Город будто бы спрятался, скрылся за стенами домов от дождя. Я выглядывала из кареты, отодвигая занавеску, но не увидела ни одного прохожего, только серым полотном простёрлось над нами немое небо.
– А где же все? Неужели они не хотят выйти, чтобы увидеть меня? – прозвучало высокомерно, но ведь это не было так, верно? Я просто не смогла бы убедить людей полюбить меня, если б не посмотрела им в глаза.
– Мы не объявляли им, что вы сегодня появитесь в городе, - сказала Норлинг, - потому что это небезопасно. Вы отправитесь в детский дом, но лучше бы сделать это довольно тихо.

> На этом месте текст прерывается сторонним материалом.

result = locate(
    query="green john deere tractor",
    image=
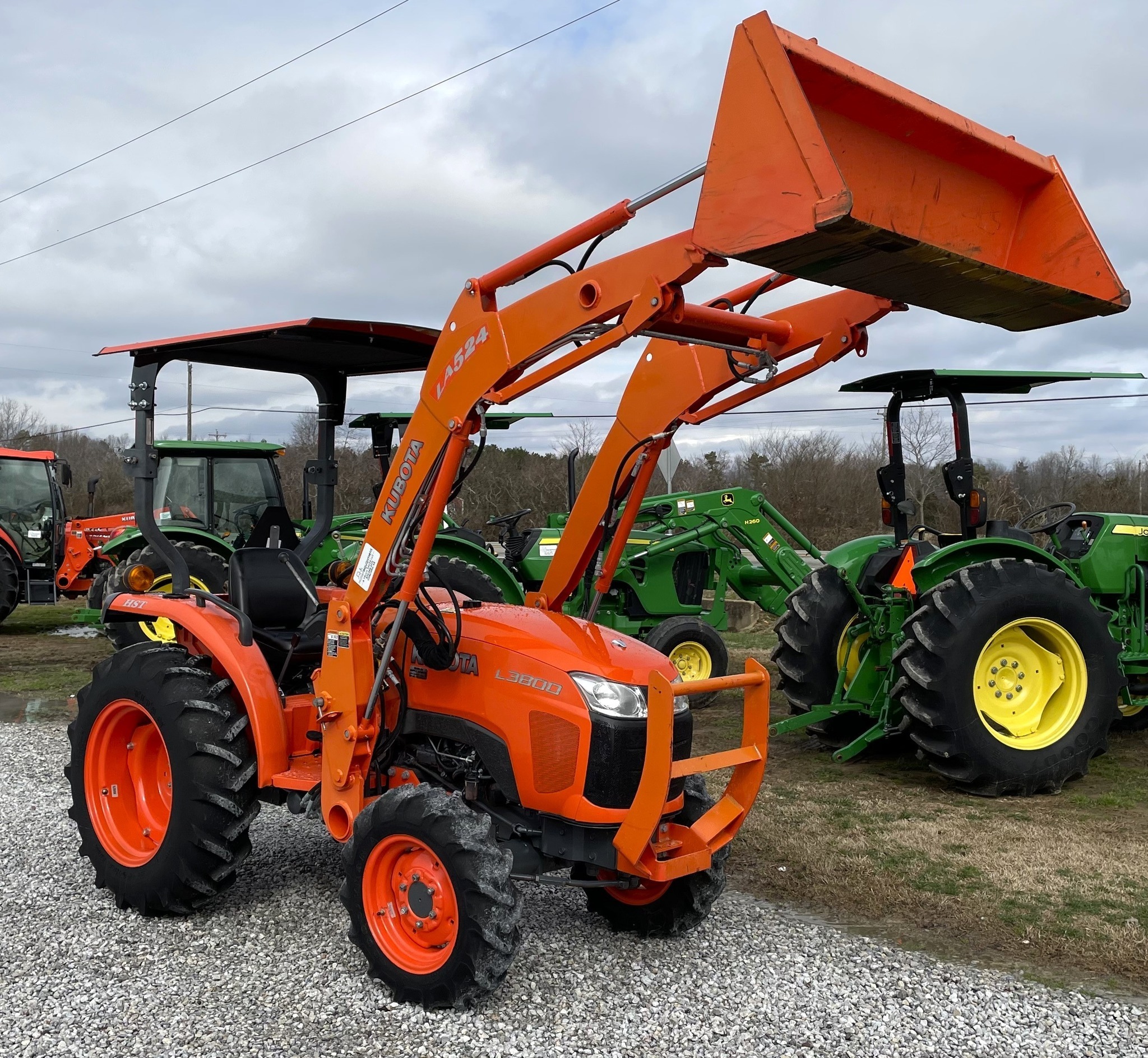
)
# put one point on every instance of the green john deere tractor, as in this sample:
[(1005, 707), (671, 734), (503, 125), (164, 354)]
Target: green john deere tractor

– Мы не имеем права вести себя тихо! – ведь без людей всё это не имело значения. Я не смогу уберечь свою жизнь, свои нервы, если они мне не помогут – я должна показать людям, что я здесь была! – Остановите карету.
– Ваше Величество?
– Остановите карету, я нуждаюсь в прогулке.
– Но, Ваше Величество…
– Меня должны увидеть, - да, отец сумел бы меня удержать, но разве он был здесь? Только Холт и Норлинг – а ещё мой собственный ум, - и оставаться в стороне от народа я сейчас не могла. Действовать подобно старому королю, которого, казалось, ненавидела половина его же народа, когда все хотели избавиться от дворянства… Да что толку?! Мне надо доказать, что я не чванлива, не жадна. Что я – та девушка, которую одобрили сами Забытые.
И для этого я должна была выйти.
Стоило только карете остановиться, и я буквально выпрыгнула на улицу. Наоми и Мадлен выскользнули за мною, замерев за моей спиной. Оказывается, люди всё-таки были – просто их нельзя было увидеть из узкого каретного окошка. Несколько покупателей шагали, сжимая в руках корзины, на углу играли какие-то подростки, куда-то спешили бесконечные купцы, на ходу совершая выгодные сделки.
Холт и Норлинг выбрались из кареты следом за мной. Холт едва заметно улыбался, но вот Норлинг казалась совершенно грустной и разочарованной.